Show that the function $f: RP^2 \to R^4$ given by $\{x,-x\} \mapsto (x_1^2-x_2^2,x_1x_2,x_1x_3,x_2x_3)$ is injective.

Question

I am writing up a solution to the exercises of Czes Kosniowski's A First Course In Algebraic Topology, and I am stuck on this problem among others. I have tried a direct approach to the proof, using the traditional definition of injectivity as well as the contrapositive version, but I keep running into dead ends. A point in the right direction would help.

Answer 1

First off, I think that probably the right notation would be $\{(x_1, x_2, x_3),(-x_1,-x_2,-x_3)\} \mapsto \dots.$ My solution has a "corner case" that I'll point out and leave to you to prove. So suppose that two point $x=\{(x_1, x_2, x_3),(-x_1,-x_2,-x_3)\}, y=\{(y_1, x_2, x_3),(-y_1,-y_2,-y_3)\}$ map to the same point, so that $x_1^2-x_2^2=y_1^2-y_2^2$, etc.

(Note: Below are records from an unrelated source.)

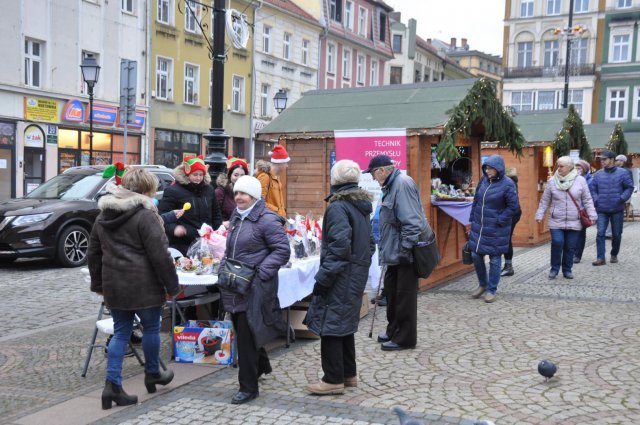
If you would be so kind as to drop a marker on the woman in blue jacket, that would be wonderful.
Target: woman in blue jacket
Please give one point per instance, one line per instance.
(494, 205)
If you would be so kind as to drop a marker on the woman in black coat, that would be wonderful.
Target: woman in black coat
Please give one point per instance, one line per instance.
(345, 257)
(256, 237)
(193, 185)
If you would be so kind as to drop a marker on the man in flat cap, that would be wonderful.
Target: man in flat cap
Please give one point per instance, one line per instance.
(402, 224)
(611, 188)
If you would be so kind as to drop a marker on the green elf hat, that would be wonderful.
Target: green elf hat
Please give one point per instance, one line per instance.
(194, 163)
(117, 170)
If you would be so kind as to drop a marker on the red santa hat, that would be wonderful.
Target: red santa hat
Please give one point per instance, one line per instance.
(279, 155)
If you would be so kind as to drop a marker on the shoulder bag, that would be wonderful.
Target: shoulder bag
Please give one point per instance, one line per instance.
(584, 216)
(425, 257)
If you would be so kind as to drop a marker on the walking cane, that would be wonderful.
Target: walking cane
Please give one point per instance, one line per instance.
(375, 305)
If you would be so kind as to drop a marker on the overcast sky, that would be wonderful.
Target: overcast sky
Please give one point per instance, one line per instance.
(479, 21)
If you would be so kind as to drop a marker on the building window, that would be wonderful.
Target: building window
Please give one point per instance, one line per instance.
(525, 54)
(550, 53)
(191, 84)
(164, 79)
(32, 62)
(395, 75)
(526, 8)
(522, 100)
(264, 100)
(553, 7)
(165, 11)
(360, 69)
(374, 72)
(579, 51)
(616, 104)
(331, 58)
(546, 100)
(397, 43)
(191, 14)
(346, 64)
(266, 39)
(620, 44)
(362, 22)
(286, 46)
(581, 6)
(305, 52)
(127, 6)
(335, 10)
(383, 27)
(348, 14)
(237, 94)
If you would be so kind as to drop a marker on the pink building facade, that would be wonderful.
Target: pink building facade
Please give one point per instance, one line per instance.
(357, 43)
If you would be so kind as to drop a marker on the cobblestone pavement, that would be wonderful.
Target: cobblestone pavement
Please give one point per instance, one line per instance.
(473, 360)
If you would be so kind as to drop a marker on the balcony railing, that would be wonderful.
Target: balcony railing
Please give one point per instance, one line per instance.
(550, 71)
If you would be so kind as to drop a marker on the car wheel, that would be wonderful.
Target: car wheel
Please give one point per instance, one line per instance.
(73, 245)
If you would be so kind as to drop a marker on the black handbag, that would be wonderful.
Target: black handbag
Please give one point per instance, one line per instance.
(236, 276)
(425, 257)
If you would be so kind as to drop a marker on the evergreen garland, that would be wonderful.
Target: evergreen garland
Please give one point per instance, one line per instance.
(617, 143)
(480, 106)
(572, 136)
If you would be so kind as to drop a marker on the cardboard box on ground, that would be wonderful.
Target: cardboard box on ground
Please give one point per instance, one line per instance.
(299, 311)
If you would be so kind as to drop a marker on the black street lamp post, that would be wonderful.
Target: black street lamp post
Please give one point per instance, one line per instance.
(90, 73)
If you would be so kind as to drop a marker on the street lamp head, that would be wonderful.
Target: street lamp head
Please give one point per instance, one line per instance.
(280, 100)
(90, 70)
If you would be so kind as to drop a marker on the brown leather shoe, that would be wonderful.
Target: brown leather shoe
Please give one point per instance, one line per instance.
(478, 292)
(351, 381)
(324, 388)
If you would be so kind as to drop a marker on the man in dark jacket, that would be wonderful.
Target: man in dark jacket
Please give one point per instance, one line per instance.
(402, 225)
(610, 188)
(345, 257)
(494, 205)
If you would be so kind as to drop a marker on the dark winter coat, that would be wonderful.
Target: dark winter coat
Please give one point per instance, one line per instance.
(224, 196)
(204, 208)
(610, 189)
(345, 258)
(259, 240)
(128, 253)
(402, 219)
(494, 205)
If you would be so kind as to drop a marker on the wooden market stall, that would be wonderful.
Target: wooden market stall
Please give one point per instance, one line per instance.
(444, 121)
(539, 129)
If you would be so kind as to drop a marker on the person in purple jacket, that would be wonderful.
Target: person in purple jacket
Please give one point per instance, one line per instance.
(564, 214)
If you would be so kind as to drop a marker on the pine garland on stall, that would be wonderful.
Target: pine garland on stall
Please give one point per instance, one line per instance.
(481, 106)
(572, 136)
(617, 143)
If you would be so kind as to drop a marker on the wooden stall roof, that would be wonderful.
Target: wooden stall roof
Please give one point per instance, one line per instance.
(410, 106)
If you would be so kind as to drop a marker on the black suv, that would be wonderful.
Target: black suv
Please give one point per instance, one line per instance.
(55, 220)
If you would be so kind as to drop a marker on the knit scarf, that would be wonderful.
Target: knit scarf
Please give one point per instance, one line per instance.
(564, 183)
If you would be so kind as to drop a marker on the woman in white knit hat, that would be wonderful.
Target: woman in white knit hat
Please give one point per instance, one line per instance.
(256, 237)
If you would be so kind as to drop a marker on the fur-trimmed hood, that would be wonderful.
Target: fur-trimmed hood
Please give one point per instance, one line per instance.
(183, 179)
(120, 204)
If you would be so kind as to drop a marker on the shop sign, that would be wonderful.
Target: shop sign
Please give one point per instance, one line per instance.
(138, 123)
(34, 137)
(52, 134)
(104, 114)
(73, 111)
(36, 109)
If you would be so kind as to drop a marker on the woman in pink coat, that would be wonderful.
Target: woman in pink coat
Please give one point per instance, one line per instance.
(564, 215)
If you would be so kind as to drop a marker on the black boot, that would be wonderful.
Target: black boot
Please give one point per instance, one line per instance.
(161, 378)
(115, 393)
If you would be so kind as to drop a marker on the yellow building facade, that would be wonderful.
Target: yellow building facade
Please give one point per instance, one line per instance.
(180, 112)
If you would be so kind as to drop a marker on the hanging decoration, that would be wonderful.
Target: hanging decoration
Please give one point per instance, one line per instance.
(481, 106)
(572, 136)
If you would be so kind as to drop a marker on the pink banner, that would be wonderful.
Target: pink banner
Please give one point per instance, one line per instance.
(362, 145)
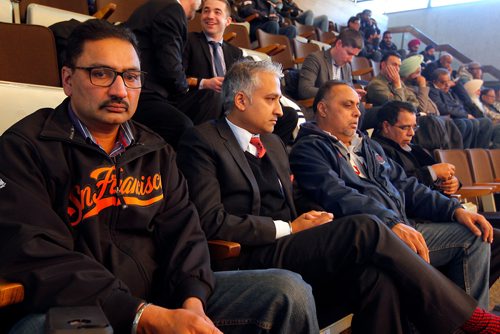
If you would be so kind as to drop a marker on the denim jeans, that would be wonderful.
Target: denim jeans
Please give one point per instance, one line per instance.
(248, 301)
(465, 257)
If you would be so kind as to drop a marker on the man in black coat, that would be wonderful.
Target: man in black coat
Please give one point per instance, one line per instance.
(206, 69)
(166, 105)
(240, 181)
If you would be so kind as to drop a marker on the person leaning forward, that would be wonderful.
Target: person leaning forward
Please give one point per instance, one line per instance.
(240, 182)
(95, 212)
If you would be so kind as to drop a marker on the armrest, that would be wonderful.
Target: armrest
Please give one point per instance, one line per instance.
(307, 34)
(229, 36)
(307, 103)
(271, 50)
(494, 185)
(105, 11)
(221, 249)
(474, 191)
(362, 71)
(252, 17)
(10, 293)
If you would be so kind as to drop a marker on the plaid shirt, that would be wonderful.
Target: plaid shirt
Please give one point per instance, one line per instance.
(124, 139)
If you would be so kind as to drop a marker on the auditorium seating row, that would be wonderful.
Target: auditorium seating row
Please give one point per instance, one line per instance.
(479, 172)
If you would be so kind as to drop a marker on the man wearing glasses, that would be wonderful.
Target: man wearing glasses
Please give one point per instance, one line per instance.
(95, 212)
(344, 172)
(397, 124)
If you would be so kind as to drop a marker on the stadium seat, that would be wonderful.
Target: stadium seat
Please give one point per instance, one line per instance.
(306, 31)
(47, 16)
(6, 14)
(495, 162)
(31, 55)
(20, 100)
(285, 58)
(77, 6)
(469, 189)
(481, 168)
(124, 8)
(362, 68)
(302, 50)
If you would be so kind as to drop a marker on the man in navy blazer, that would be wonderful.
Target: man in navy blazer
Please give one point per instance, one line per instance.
(201, 71)
(239, 179)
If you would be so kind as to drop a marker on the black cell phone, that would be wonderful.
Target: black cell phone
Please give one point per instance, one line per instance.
(77, 319)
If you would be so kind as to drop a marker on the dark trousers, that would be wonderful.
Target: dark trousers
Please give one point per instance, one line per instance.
(162, 117)
(286, 124)
(358, 265)
(200, 105)
(483, 128)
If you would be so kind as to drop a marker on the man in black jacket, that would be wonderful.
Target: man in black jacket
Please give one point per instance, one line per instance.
(240, 181)
(476, 131)
(417, 162)
(206, 72)
(161, 28)
(95, 212)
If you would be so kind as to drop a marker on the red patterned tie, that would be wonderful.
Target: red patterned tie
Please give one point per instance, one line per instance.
(261, 150)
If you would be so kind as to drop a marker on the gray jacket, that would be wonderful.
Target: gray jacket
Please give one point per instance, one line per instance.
(316, 70)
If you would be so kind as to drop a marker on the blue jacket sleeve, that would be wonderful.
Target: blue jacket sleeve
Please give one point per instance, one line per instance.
(316, 170)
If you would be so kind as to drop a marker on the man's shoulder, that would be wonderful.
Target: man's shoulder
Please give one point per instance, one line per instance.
(316, 56)
(379, 80)
(206, 133)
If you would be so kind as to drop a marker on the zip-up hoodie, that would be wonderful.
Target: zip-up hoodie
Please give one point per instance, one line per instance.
(324, 175)
(73, 238)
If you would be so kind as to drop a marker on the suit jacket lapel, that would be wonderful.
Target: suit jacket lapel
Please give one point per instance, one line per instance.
(239, 157)
(283, 173)
(329, 65)
(206, 52)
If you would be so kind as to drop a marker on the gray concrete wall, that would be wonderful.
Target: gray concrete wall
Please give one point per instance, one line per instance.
(470, 28)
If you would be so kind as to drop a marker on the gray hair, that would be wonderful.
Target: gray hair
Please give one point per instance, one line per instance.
(242, 78)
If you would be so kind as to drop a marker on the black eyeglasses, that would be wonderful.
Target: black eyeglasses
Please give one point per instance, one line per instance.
(105, 77)
(408, 127)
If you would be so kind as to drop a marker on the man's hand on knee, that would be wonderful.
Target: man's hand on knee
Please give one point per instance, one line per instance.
(156, 319)
(476, 223)
(310, 219)
(413, 239)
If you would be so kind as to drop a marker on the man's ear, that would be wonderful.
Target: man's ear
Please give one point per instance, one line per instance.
(66, 77)
(385, 126)
(240, 101)
(321, 109)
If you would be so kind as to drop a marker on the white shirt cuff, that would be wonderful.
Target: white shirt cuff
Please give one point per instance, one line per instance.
(282, 228)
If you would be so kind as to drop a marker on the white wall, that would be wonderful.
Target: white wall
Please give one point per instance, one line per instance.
(470, 28)
(339, 11)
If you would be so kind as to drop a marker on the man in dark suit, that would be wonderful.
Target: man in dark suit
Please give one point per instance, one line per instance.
(239, 179)
(205, 72)
(161, 28)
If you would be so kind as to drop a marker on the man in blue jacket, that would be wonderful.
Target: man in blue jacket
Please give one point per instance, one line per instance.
(346, 173)
(95, 212)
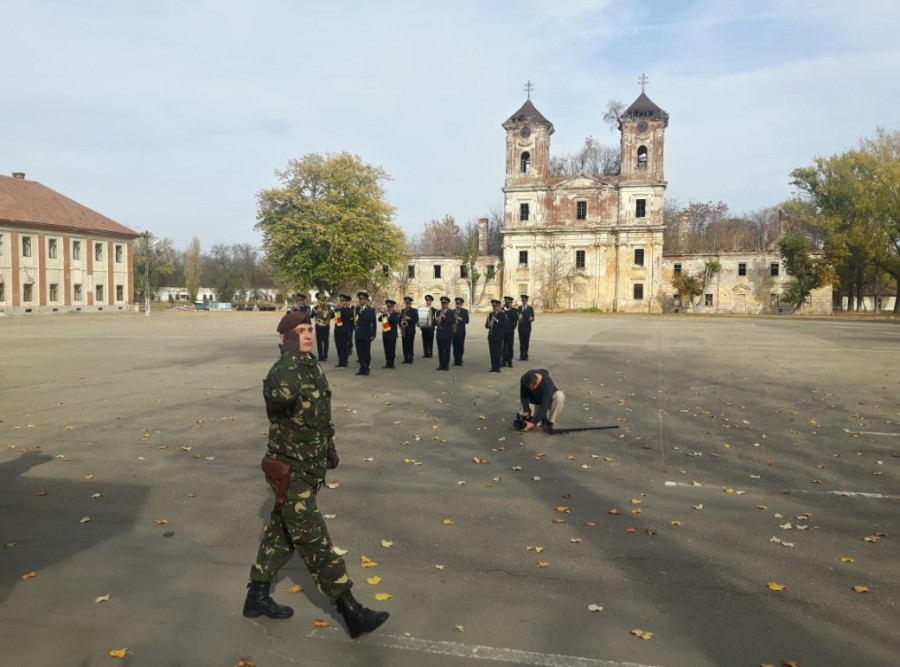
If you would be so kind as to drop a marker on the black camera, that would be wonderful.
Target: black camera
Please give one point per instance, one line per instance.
(521, 421)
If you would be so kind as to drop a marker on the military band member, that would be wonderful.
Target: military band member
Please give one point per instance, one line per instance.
(459, 331)
(428, 331)
(390, 323)
(343, 329)
(495, 322)
(409, 318)
(322, 314)
(526, 317)
(364, 332)
(509, 330)
(443, 322)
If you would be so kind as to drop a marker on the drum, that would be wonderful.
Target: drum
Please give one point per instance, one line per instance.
(425, 318)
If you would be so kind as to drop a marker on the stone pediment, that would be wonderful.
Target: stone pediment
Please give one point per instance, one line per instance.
(581, 180)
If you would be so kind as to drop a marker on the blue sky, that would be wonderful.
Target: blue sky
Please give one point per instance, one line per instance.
(170, 116)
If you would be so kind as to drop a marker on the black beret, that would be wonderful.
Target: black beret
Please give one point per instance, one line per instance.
(292, 320)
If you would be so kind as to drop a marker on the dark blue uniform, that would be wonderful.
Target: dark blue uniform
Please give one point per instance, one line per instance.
(364, 334)
(459, 336)
(444, 321)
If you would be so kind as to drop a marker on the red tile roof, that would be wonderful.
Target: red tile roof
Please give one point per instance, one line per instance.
(32, 204)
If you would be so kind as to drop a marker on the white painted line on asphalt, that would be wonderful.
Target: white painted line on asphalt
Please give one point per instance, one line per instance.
(458, 650)
(861, 494)
(847, 430)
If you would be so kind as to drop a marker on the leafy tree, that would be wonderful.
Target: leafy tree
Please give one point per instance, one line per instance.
(854, 198)
(809, 273)
(153, 263)
(193, 269)
(328, 223)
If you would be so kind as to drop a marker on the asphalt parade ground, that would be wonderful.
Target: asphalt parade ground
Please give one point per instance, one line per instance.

Since the points are on a sphere, $x_1^2+x_2^2+x_3^2 (=1)=y_1^2+y_2^2+y_3^2$. Add to this equation $x_1^2-x_2^2=y_1^2-y_2^2$ and complete the square to get $(\sqrt 2 x_1+x_3)^2-2\sqrt 2 x_1x_3 = (\sqrt 2 y_1+y_3)^2-2\sqrt 2 y_1y_3$. Since $x_1x_3=y_1y_3$, the squares are equal, so $(\sqrt 2 x_1+x_3) = \pm \sqrt 2 y_1+y_3)$. Notice that the left side of this equation times $x_2$ is equal to plus or minus the right side times $y_2$, so as long as $\sqrt 2 x_1+x_3\neq 0$ we conclude that $x_2=\pm y_2$. Then $x_1x_2=y_1y_2, x_2x_3=y_2y_3$ give us the other two appropriate equalities.

If $\sqrt 2 x_1+x_3=0$ start over, but subtract $x_1^2-x_2^2=y_1^2-y_2^2$ instead of adding it, and go through the same steps, provided $\sqrt 2 x_2+x_3\neq 0$.

The corner case is where both $\sqrt 2 x_1+x_3$ and $\sqrt 2 x_2+x_3$ are $0$, but then $x_1=x_2$ and it's pretty easy to finish!